Eu já estive no Parlamento Europeu em Bruxelas e aí venderam-me um filme diferente daquele a que estou a assistir na actualidade. Vim de lá deslumbrada com o ideal europeu - a ideia de uma família supra fronteiriça  de comunhão civilizacional, económica e ética. A ideia de que não há guerra entre estados-membros. A ideia de que há liberdade de trânsito para pessoas, bens e serviços. E, desde então, nem a austeridade que se abateu no nosso país (e também na minha família em concreto, particularmente por sermos ambos funcionários públicos), nem a austeridade, dizia, me conquistou para posições mais extremistas que defendem a soberania nacional. Nem os ataques terroristas em Madrid me fizeram vacilar do espírito europeísta. 

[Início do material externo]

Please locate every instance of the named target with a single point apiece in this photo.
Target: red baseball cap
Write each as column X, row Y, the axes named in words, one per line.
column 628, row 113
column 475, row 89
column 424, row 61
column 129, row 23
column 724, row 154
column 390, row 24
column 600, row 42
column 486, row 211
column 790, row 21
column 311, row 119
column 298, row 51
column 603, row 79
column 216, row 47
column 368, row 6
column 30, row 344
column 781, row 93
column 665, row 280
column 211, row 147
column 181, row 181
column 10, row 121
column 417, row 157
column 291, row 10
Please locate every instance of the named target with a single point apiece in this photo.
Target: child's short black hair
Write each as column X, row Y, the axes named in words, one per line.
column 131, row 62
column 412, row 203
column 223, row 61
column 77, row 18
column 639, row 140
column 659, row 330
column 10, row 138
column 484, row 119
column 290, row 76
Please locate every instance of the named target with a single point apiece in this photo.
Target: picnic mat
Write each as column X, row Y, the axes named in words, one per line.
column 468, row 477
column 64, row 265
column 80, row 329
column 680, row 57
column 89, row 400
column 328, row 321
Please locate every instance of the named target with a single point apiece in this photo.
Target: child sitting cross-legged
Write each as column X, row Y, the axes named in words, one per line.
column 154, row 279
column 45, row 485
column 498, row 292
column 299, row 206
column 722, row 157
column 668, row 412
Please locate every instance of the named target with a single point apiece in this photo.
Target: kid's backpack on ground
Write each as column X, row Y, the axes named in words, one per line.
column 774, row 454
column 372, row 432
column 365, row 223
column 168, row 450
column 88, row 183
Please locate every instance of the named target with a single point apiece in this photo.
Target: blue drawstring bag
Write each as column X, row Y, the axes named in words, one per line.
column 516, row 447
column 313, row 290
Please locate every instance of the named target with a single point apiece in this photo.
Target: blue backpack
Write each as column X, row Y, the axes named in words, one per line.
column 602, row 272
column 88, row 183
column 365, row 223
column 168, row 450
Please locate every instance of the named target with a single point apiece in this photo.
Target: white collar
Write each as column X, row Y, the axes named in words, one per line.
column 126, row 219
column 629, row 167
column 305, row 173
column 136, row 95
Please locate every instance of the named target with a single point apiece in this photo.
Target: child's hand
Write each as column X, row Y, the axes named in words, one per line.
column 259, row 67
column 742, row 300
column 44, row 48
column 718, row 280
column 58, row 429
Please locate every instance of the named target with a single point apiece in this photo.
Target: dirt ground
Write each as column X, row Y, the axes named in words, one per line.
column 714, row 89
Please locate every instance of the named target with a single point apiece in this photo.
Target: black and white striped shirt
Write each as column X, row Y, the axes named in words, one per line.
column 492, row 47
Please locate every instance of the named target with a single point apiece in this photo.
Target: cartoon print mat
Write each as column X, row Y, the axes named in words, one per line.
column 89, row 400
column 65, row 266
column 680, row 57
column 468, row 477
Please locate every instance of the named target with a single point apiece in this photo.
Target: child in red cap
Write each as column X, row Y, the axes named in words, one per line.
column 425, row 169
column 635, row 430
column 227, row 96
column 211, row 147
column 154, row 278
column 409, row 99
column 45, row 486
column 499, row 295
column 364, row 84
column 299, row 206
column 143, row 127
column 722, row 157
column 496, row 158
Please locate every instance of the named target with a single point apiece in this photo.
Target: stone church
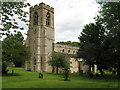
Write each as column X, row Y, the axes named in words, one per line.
column 41, row 40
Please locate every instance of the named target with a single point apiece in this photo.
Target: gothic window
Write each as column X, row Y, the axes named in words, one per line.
column 48, row 19
column 35, row 18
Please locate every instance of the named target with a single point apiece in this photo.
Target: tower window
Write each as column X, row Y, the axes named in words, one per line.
column 35, row 18
column 48, row 19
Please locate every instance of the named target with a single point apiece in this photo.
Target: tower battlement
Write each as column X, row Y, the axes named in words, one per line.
column 41, row 5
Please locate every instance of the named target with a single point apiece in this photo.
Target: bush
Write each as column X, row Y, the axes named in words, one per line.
column 4, row 68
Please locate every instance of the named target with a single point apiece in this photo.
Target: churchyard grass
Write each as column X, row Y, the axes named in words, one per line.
column 27, row 79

Quando era estudante universitária usufruí de uma bolsa de estudo e estive um semestre a estudar em Ghent, na Bélgica, no centro da Europa. Apaixonei-me por essa centralidade, o acesso fácil a outros países, a coexistência de várias línguas estrangeiras, todo o carácter vibrante das capitais cosmopolitas e multiculturais. Encantou-me que a Bélgica tivesse fronteiras com diferentes países, (eu que vinha de um onde, para além de hermanos, só mar) - a França, a Holanda, o Luxemburgo, a Alemanha e que estivesse a um saltinho de Itália e até da Grã-Bretanha. Acho que foi a primeira vez que me senti europeia.

Infelizmente, temo que esta Europa esteja a mudar. Constroem-se muros e cercas de arame farpado. Assobia-se para o lado e espera-se que passe.

A crise dos refugiados é uma questão humanitária. Acolhamo-los, pois, que vêm com filhos às costas, em botes de borracha e pé na estrada, a fugir de uma guerra, em busca de esperança. Ponto. Sem ses nem mas. Sem hesitações, nem subterfúgios.

Isto dito, temo que os próprios ideais que nos constroem civilizacionalmente - valores de humanismo, tolerância, civismo, solidariedade, a tríade liberdade, fraternidade, igualdade - venham a ser, paradoxalmente, os que abrem portas ao seu próprio fim.

Temo que o ideal Europeu rua. Que os meus filhos venham a não poder beneficiar de uma bolsa de estudo num estado membro ou a ir de mochila às costas conhecer o velho continente, como eu fui. Temo que este espaço se torne mais belicoso, menos seguro, menos idílico, isso sim.

Mesmo assim, preferirei deixar-lhes uma Europa em convulsão do que ter de explicar-lhes porque, como nação, fechamos os olhos a um flagelo humanitário.